Dois robôs (A e B) começarão em suas respectivas bases, em lados opostos do campo. Ao lado de cada base existem áreas de análise, onde será verificado e desarmado o artefato coletado.
As posições dos artefatos são, em princípio, conhecidas. Entretanto, o tipo específico de cada artefato (mina de fragmentação ou explosão, e artefato deteriorado) em cada uma dessas posições é aleatório.
No alto da rampa, estará disposto o elemento mais importante, uma mina antitanque. Ela também deve ser levada para a área de análise. Haverá apenas uma mina desse tipo (bloco azul).
Minas do mesmo tipo podem ter dificuldades diferentes de desarme (bloco/esfera).
O platô da rampa tem aproximadamente 5 cm de altura, alcançável por acessos com inclinação de cerca de 18 graus.
Os blocos/esferas serão de isopor, pintados com tinta guache.
O campo de competição é de formato retangular, com as principais marcações feitas com fita adesiva de 5 cm de largura.
Cada lado do campo possui uma base, a área quadrada delimitada pela fita preta.

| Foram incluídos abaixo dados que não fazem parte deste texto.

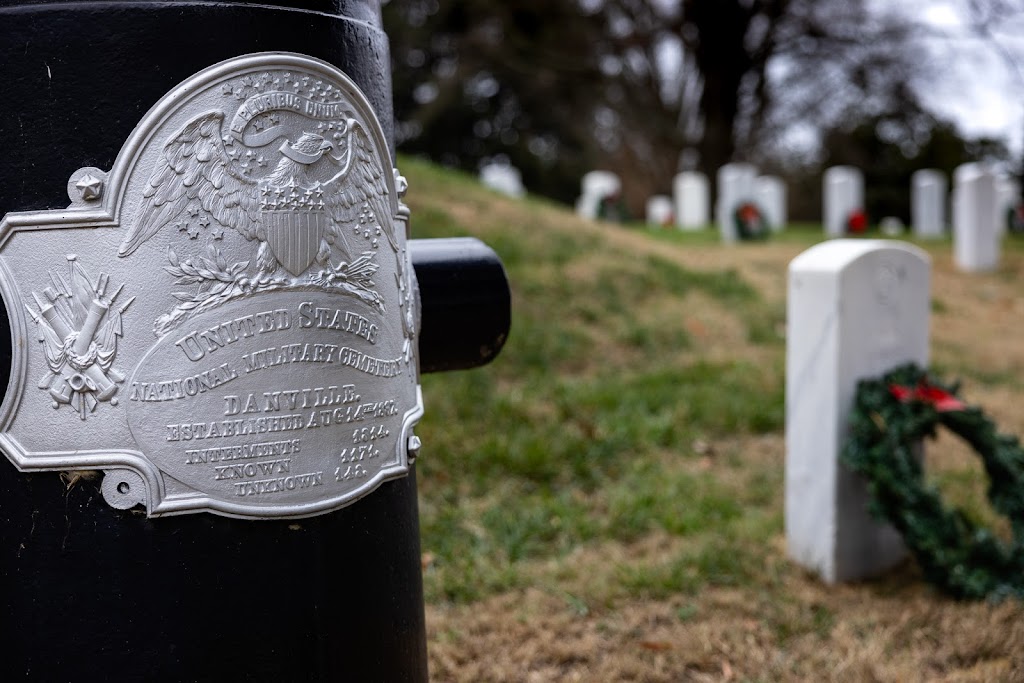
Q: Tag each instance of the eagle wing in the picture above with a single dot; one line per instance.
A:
(196, 166)
(364, 186)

Cada base possui, no centro, uma lâmpada de início, localizada no nível do piso do campo. O robô deverá ser capaz de detectar o início da partida quando essa lâmpada for acesa (será apagada em seguida após um intervalo de tempo não específico).
Na parte de trás de cada base, localizada sobre o ressalto, há uma fonte de luz polarizada (descrita a seguir) identificada pela orientação do filtro.

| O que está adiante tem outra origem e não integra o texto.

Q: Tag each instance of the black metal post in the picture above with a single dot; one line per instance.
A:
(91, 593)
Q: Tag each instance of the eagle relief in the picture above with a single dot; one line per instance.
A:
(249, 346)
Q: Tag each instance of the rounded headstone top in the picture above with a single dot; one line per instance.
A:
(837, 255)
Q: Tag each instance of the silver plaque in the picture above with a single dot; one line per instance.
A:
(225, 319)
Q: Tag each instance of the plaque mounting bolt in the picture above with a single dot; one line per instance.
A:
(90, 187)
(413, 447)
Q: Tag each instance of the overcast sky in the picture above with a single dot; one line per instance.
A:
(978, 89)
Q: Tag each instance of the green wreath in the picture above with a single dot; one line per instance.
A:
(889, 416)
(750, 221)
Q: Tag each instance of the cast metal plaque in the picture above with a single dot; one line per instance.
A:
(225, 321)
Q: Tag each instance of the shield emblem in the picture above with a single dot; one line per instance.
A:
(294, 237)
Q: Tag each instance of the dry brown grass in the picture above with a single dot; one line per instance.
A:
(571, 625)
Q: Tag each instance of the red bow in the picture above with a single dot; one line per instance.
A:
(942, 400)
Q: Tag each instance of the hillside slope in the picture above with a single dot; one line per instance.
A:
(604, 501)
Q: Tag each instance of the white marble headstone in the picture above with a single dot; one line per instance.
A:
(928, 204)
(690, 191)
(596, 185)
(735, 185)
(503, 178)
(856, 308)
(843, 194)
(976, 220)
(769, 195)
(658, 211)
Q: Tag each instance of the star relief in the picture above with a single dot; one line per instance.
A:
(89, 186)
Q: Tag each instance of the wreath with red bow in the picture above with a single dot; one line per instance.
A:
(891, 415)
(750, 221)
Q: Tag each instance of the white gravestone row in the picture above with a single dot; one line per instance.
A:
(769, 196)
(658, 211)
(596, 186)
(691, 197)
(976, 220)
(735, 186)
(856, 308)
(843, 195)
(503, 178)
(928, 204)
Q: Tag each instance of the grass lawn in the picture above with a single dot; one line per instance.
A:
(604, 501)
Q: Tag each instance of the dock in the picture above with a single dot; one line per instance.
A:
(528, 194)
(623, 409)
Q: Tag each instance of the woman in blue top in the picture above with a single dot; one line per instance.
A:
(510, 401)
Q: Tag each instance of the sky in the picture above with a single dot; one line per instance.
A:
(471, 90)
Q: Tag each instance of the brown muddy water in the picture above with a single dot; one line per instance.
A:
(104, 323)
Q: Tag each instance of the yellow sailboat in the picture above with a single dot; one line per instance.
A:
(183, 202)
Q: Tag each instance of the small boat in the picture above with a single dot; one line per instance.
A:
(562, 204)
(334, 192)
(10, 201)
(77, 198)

Em ambos os lados de cada base estão as áreas de armazenagem onde os itens devem ser colocados.
Duas fontes de luz com polarizações ortogonais (+45 e -45 graus em relação à vertical) serão colocadas atrás de cada uma das bases.
Quando o lado do campo de jogo é sorteado, os competidores devem calibrar os sensores seus robôs apenas por meio de comandos (botões, “jog-dial”, por exemplo, escolhidos de um menu exibido no LCD do microcontrolador). Não é permitida nenhuma alteração física dos robôs e nem o uso de um computador externo ou controle remoto.